All the results obtained from the screening test underwent confirmation by detection of specific MRM for each analyte.

Data processing and analysis were performed using Analyst (version 1.5, Sciex, Milan, Italy) and SCIEX OS (version 2.0, Sciex, Milan, Italy). List of the rules for data processing is reported in Table 1.
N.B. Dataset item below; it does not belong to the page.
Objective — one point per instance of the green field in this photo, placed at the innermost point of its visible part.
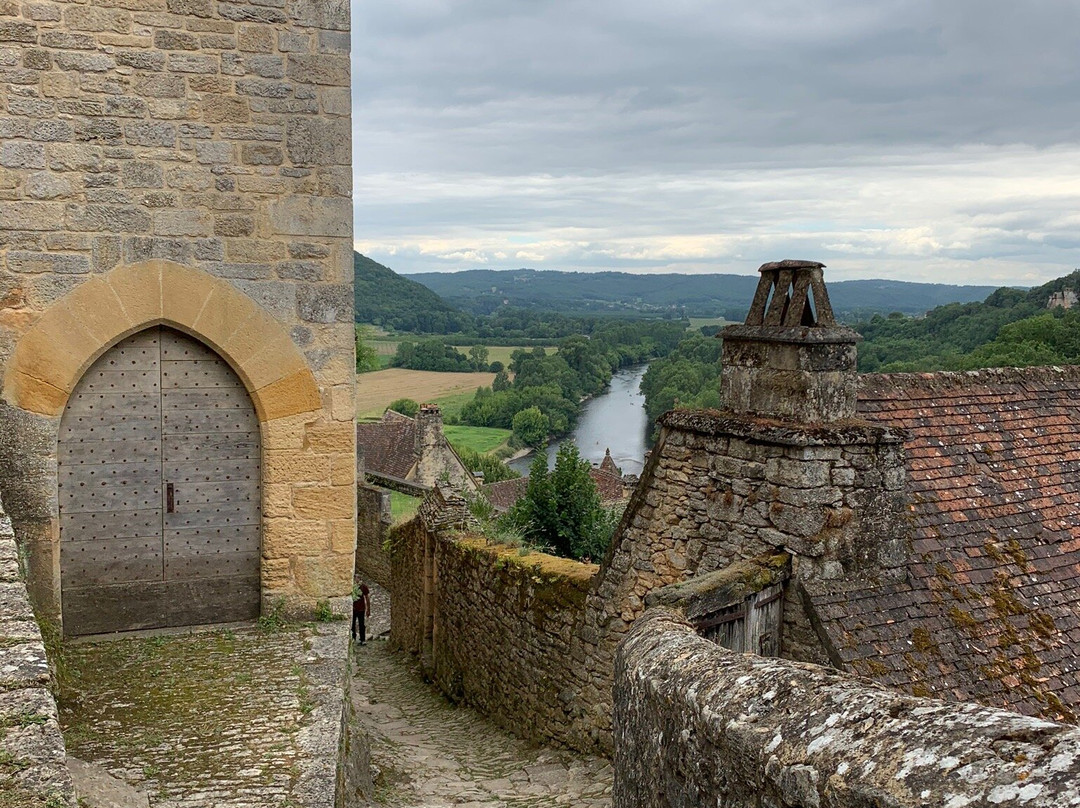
(403, 507)
(451, 404)
(477, 439)
(388, 347)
Agreement between the screening test and the LC–MS/MS analysis was estimated on the cohort of postmortem specimens calculating the percentage of agreement (confirmed cases/total cases × 100). Furthermore, Cohen’s kappa analysis was also performed as statistical measurement to observe the agreement between the data sets, also taking into account the chance agreement. In particular, kappa (κ) scores between 0.81 and 1 represent perfect agreement, 0.61 and 0.8 substantial agreement, 0.41 and 0.6 moderate agreement and 0.1 and 0.2 slight agreement. Negative values may generally be interpreted as no agreement (McHugh 2012).